Still there is some evidence that this strategic suppression may backfire. Kuwaitis have a reverence for constitutional order and expect healthy constraints on power. In the past two years overreach by security forces — an attack on a diwaniya gathering in 2010, the beating of student protesters in 2011 — pushed the key swing bloc, the liberal nationalists, back into the opposition fold. It was this broad coalition, backed by street activists, who forced the hand of the emir in accepting the resignation of the prime minister the very week he vowed never to do so.   

To force more concessions and to achieve the increased parliamentary control they are seeking, the opposition needs to show restraint and strategic timing: to earn the public’s trust in their leadership. The Arab Spring across the region shows ample examples of the dire consequences of a fragmented and radicalized opposition. Kuwaitis are walking a dangerous tightrope and they do indeed have much to lose.

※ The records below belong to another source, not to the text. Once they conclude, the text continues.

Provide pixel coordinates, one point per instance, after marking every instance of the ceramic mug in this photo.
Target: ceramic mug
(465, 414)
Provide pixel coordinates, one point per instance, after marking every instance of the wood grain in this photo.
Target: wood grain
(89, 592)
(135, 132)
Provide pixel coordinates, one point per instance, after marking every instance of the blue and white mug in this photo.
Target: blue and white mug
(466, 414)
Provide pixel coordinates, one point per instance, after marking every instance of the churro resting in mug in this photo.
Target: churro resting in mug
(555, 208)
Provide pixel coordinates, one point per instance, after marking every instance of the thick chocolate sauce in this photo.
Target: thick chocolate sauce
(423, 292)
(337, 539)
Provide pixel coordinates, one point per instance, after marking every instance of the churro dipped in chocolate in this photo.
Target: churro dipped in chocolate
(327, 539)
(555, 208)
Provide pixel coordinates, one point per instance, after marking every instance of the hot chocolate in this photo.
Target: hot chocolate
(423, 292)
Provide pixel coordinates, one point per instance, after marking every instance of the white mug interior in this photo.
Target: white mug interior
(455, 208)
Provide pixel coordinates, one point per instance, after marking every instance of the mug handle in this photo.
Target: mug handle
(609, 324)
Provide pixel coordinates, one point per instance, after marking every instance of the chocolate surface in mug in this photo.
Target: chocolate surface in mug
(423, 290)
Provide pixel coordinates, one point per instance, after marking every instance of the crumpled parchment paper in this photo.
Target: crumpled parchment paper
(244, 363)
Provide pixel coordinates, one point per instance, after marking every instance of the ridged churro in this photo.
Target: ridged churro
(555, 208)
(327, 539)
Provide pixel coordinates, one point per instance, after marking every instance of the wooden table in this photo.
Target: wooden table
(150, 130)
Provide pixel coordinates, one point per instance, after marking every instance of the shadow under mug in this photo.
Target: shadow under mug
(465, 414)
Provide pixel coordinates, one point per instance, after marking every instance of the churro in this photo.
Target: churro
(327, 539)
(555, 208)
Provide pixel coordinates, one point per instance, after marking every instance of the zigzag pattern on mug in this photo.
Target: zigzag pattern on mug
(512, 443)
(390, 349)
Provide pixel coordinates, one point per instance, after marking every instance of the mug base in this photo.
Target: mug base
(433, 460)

And the entire Gulf region is tuning in to the spectacle. The Gulf twittersphere was full of commentary on the clashes: Saudi youth activists cheering on the Kuwaiti marchers streaming below the iconic Kuwait towers; Dubai Chief and anti-Muslim Brotherhood campaigner Dahi Khalfan asserting the primacy of Al-Sabah. The overwhelming majority of GCC citizens are not seeking revolution, but to   harness the energy of the Arab Spring and its promise of citizen empowerment for the cause of reform? Kuwait may have lost its luster in the years of stalemate, but on Sunday night it proved its politics still have the ability to captivate.

Kristin Smith Diwan is an assistant professor of comparative and regional studies at the American University School of International Service.